Dvora has her own deception, although hers is based on kindness and self-protection. Shulem’s brother Nuhem is worse, a despicable and dishonest character who lives in Belgium, neglects his mother and bad-mouths Israel. Shulem’s daughter Giti Shtisel Weiss is an impressive, resilient woman, but she dispatches her husband, Lippe, to dissolve their teenaged daughter Ruhami’s impulsive marriage, and he pretends he’s carrying out the daughter’s wishes, breaking the sensitive young man’s heart.
When Shulem is threatened by a religious court case for not fulfilling his role as parent and grandparent, he goes to see his daughter turned Chabad emissary in Nahariya. The grandchildren don’t recognize him, and seem to have been told that Zayde Shulem is dead.
The characters who are refreshingly truthful are the old women, the lovable Grandma Malka Shtisel and her old age home-mate Rebbetzin Erblich. They’ve simply lost their inhibitions.
Nonetheless, those viewers watching in Kenya, Caracas and Kalamazoo have to ask themselves: If these Jewish characters are so dishonest among themselves, how are they in the greater world?
I know haredim are just people like everyone else, but I expect a higher standard of moral wrestling within Torah-observant families. They also seem far removed from seeking rabbinical guidance. Even non-hassidic Jews like the Shtisels consult clergy while struggling with ethical dilemmas.
LIVING IN her home for the elderly, the pious Bobe Malka Shtisel discovers the world of television – she wants one of those “boxes” like the other residents. To the shock and horror of her offspring, she becomes addicted to a soap opera. (A persistent rumor in Israel has it that many haredim watch and love the Shtisel show.) Unfamiliar with the fictional genre, she sweetly adds the ailing and troubled TV characters to the list of those for whom she prays.
Following her lead, as we take stock of our daily lives in this pre-Rosh Hashanah season, here’s what I fantasize for the greater Shtisel family members who are for millions representing Jews in the world. There’s a new season coming up.
Artist Akiva Shtisel should accept his invitation to go to America, break down stereotypes and serve as a bridge to understanding among streams of Judaism.
Giti Shtisel Weiss and her husband, Lippe, should be so successful in their restaurant that she’s invited to MasterChef, where she shows her intelligence, warmth and kindness to the other contestants without losing her competitive edge.

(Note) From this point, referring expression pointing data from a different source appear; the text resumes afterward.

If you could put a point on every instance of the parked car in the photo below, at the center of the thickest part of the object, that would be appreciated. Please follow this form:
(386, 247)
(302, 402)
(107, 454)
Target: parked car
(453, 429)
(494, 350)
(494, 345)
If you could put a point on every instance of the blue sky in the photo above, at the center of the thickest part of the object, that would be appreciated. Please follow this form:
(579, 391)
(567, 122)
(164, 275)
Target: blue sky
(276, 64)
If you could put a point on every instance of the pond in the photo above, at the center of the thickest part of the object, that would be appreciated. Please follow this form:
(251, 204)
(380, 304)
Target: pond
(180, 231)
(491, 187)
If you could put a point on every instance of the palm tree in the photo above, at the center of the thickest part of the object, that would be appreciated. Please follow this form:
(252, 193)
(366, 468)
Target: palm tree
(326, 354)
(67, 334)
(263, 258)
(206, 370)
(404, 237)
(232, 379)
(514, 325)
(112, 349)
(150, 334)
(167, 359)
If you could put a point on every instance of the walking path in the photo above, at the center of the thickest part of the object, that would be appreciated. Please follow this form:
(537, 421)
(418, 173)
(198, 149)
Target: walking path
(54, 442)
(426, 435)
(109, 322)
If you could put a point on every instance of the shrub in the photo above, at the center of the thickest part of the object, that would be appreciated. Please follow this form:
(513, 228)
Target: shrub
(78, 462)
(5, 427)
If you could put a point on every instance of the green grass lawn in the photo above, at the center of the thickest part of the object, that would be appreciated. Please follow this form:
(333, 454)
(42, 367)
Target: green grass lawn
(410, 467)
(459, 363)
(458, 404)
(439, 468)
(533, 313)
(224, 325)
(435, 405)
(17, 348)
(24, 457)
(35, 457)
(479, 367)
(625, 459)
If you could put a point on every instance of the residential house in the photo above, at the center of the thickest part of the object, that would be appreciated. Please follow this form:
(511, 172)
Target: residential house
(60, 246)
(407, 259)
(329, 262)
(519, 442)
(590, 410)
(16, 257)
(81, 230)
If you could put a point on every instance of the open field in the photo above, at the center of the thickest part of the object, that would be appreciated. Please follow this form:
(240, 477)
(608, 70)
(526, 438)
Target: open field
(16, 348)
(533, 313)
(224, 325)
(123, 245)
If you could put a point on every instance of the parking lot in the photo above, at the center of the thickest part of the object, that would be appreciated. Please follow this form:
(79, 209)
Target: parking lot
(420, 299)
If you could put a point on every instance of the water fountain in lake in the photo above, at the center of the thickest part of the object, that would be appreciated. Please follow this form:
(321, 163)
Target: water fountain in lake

Principal Shulem Shtisel, who once taught an inspiring lesson on solar eclipses but who got his job as principal when the previous headmaster was fired for introducing secular subjects, should sit on the train to Nahariya next to a religious scientist like my husband, Gerald Schroeder, who will show him that there’s no conflict between scientific knowledge and Jewish tradition.
The malevolent Nuhem Shtisel should be rescued by the Zionist IDF.

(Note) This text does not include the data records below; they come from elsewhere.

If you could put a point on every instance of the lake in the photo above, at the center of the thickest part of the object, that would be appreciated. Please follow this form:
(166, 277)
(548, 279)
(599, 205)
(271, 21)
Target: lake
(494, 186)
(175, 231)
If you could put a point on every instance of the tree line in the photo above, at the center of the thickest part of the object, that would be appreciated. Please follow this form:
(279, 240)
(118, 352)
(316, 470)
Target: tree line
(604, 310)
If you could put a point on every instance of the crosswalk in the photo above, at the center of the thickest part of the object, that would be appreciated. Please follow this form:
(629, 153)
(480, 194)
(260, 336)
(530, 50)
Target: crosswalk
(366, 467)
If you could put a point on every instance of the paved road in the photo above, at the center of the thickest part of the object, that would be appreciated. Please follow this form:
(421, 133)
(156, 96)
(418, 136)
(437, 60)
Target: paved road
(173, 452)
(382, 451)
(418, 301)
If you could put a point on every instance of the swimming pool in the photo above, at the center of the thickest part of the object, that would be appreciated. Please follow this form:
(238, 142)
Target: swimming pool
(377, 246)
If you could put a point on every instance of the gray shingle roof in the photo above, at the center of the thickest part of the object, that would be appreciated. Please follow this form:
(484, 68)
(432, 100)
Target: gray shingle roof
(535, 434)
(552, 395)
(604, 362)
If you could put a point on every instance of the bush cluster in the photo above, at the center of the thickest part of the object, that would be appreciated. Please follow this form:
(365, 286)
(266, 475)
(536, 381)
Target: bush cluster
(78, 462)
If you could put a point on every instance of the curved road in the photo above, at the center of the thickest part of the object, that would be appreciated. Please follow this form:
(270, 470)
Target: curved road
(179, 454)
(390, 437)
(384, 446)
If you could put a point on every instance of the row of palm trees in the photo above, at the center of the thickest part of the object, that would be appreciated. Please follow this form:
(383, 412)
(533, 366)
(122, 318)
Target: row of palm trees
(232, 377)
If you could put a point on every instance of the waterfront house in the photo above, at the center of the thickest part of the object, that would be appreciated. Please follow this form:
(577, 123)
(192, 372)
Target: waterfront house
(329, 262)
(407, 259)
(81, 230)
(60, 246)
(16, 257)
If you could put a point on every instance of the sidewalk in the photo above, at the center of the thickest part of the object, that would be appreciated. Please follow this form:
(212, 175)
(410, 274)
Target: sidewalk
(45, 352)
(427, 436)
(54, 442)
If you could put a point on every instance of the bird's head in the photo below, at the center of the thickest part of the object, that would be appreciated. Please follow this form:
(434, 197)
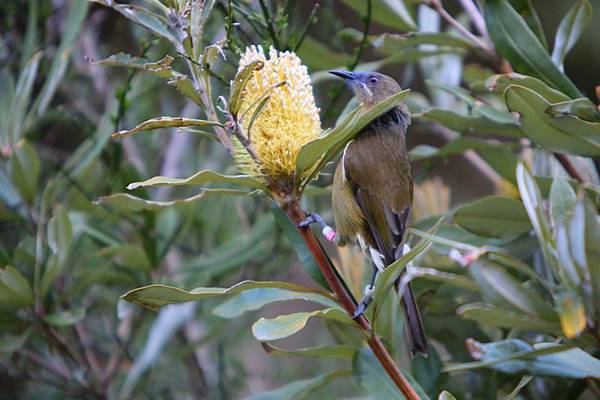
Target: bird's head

Yosa’le, Giti and Lippe’s son should join the Netzah Yehuda Battalion, the haredi IDF unit.
Young daughter Ruhami’s pious husband, Hanina, should return to Safed to study Torah, and the intelligent and inventive Ruhami should begin medical school there.
We all have Shtisels’ good and bad inside us. May all of us be able to put forth our positive side as Jews and Israelis in 5780. May our scripts be written and sealed for the good. Shana Tova.
The writer is the Israel director of public relations at Hadassah, the Women’s Zionist Organization of America. Her latest book is A Daughter of Many Mothers.